ADR-0458: SYCL CAMBI queue-sync collapse + SSIM horizontal SLM staging¶

Status: Accepted
Date: 2026-05-16
Deciders: lusoris, Claude (Anthropic)
Tags: sycl, perf, cambi, ssim, gpu, fork-local

Context¶

Two performance regressions were identified in the SYCL GPU feature extractor layer during the perf-audit-vulkan-sycl-2026-05-16 session:

SY-1 (integer_cambi_sycl.cpp): The submit_fex_sycl function issued 25 q.wait() calls per frame across the 5-scale CAMBI loop. Each q.wait() drains the Level Zero command queue to idle, incurring ~5–15 µs overhead per call and preventing the in-order queue from pipelining adjacent kernels. With a SYCL in-order queue, all inter-kernel dependencies are handled automatically; only the 5 mandatory CPU-reads-from-device syncs (one per scale, before vmaf_cambi_calculate_c_values) are required. See research digest 0135 §1.

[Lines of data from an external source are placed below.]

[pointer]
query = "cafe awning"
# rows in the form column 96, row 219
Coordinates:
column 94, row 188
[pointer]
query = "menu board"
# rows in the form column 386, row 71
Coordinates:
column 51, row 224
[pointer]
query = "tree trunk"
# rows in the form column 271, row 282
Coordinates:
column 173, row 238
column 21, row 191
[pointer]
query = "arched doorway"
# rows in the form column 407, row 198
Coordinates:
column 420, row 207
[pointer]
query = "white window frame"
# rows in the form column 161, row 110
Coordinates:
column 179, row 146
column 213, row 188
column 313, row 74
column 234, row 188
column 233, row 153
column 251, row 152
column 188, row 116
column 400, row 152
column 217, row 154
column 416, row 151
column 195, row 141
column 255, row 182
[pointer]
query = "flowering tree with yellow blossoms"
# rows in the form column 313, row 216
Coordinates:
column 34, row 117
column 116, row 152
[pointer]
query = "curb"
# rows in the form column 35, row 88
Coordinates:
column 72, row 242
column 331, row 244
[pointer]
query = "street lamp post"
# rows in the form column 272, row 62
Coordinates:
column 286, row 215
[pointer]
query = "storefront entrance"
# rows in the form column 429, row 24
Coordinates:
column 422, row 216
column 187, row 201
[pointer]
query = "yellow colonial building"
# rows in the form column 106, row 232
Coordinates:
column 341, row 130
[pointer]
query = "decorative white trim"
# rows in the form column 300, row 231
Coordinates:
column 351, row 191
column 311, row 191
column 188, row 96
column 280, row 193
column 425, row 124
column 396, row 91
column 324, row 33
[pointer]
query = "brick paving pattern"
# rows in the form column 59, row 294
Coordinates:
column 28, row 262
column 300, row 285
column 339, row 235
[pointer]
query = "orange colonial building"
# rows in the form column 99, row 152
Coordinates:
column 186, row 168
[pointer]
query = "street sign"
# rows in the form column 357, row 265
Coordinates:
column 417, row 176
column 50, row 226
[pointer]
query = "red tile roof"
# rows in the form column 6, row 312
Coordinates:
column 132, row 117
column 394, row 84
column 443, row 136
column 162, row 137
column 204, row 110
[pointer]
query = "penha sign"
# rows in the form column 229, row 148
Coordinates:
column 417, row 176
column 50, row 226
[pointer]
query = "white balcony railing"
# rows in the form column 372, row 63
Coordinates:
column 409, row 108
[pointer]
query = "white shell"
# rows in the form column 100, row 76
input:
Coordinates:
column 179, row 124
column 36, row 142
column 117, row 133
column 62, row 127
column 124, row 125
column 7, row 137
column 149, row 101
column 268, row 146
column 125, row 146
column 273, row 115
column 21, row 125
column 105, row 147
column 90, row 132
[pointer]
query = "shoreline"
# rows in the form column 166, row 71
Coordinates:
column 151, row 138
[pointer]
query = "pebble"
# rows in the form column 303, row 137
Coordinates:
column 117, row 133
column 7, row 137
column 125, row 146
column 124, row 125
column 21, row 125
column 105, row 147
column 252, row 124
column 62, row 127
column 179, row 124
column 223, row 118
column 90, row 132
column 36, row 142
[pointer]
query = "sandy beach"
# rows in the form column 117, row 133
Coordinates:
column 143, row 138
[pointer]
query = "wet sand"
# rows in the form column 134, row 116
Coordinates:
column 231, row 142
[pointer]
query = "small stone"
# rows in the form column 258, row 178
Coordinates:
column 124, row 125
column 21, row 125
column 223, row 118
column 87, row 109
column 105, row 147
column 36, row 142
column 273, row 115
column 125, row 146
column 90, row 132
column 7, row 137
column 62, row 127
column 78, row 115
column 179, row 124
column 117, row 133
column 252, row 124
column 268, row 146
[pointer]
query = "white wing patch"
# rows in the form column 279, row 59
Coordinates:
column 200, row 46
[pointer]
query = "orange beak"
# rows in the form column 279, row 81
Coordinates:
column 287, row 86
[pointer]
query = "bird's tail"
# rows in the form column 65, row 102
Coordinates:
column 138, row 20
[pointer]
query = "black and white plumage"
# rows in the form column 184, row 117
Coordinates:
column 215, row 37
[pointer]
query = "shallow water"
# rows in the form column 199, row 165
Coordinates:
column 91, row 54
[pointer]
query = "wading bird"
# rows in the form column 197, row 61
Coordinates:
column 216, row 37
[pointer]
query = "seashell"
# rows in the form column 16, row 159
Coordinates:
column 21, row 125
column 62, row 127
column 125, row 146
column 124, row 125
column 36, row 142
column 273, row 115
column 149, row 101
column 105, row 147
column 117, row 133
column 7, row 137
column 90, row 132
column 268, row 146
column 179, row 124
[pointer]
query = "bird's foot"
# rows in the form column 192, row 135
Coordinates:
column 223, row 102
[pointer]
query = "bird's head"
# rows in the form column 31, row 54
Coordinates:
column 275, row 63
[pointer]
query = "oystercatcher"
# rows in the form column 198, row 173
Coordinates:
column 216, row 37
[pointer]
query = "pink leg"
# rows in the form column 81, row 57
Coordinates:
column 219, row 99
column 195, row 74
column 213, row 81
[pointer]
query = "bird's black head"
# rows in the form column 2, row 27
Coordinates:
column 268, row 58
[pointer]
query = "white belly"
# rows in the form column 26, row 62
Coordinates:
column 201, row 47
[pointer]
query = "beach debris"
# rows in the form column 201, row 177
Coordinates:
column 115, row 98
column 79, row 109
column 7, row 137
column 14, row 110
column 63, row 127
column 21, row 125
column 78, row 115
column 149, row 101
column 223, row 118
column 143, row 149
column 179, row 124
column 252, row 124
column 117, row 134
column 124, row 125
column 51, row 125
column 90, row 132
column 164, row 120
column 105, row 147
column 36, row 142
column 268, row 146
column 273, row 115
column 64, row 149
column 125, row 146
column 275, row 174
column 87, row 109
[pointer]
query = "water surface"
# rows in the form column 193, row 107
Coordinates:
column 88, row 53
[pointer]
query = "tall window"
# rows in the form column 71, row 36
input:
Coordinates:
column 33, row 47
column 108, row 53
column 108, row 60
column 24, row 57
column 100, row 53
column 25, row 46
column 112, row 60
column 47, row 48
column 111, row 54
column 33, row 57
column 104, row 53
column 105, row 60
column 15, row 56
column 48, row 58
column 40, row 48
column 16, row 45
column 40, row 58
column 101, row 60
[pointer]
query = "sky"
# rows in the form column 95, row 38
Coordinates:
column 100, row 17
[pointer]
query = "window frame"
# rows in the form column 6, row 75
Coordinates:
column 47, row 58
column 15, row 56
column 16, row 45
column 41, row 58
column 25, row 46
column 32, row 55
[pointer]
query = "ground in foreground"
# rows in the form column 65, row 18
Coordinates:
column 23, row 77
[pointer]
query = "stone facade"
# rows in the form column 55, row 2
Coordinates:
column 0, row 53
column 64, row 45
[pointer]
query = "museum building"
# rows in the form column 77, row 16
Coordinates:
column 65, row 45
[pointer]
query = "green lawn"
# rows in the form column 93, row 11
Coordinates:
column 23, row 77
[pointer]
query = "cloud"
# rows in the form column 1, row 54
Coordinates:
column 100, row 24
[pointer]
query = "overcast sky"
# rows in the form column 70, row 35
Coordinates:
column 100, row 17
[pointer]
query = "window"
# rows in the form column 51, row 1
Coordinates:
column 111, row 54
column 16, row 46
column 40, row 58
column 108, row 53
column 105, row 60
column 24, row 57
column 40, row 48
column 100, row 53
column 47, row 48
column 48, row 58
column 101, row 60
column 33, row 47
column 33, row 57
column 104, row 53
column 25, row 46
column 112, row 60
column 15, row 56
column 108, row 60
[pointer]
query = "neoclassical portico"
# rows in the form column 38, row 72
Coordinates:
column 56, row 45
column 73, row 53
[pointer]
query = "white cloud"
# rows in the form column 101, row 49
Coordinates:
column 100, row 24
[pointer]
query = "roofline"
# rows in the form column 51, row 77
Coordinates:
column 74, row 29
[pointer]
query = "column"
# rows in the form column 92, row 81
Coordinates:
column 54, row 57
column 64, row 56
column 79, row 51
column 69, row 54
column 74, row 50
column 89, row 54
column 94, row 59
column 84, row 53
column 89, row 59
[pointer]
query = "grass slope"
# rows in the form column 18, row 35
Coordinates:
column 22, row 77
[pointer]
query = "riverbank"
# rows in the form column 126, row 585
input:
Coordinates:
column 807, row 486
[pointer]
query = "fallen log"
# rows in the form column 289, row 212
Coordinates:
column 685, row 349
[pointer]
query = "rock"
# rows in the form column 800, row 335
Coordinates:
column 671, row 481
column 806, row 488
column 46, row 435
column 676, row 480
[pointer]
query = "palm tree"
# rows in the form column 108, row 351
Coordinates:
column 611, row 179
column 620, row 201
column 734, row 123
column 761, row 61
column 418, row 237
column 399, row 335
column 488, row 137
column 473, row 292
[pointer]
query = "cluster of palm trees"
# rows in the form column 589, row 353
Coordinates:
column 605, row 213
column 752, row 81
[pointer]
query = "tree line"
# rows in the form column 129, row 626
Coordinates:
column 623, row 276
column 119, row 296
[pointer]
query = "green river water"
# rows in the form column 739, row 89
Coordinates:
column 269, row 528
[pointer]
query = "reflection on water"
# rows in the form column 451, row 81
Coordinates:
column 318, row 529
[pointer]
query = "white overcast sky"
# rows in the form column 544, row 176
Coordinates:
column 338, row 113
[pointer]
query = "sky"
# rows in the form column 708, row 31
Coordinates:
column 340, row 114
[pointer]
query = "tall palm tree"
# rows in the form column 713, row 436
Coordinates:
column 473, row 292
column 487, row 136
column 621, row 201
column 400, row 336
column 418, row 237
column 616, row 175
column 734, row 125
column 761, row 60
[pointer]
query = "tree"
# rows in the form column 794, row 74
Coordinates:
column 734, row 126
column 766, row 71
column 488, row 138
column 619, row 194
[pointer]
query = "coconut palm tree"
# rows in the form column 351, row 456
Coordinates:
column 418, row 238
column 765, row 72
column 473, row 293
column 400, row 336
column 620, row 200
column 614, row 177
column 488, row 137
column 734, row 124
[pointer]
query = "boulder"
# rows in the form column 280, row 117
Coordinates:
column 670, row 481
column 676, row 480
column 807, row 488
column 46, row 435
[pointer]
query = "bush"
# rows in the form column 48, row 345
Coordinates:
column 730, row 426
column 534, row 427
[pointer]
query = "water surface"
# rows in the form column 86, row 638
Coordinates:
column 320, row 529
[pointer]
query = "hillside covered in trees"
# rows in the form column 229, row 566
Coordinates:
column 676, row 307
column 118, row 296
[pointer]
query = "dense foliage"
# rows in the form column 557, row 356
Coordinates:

SY-2 (integer_ssim_sycl.cpp): launch_horiz (the 11-tap horizontal Gaussian pass) used a bare parallel_for<range<2>> with no SLM, causing every work-item to independently read 22 global-memory floats (11 taps × 2 planes). Neighbouring work-items in the same subgroup read heavily overlapping input regions with no data sharing. Adding SLM tile staging eliminates the redundant global reads and is the pattern already established in float_vif_sycl.cpp, float_ansnr_sycl.cpp, and float_motion_sycl.cpp. See research digest 0135 §2.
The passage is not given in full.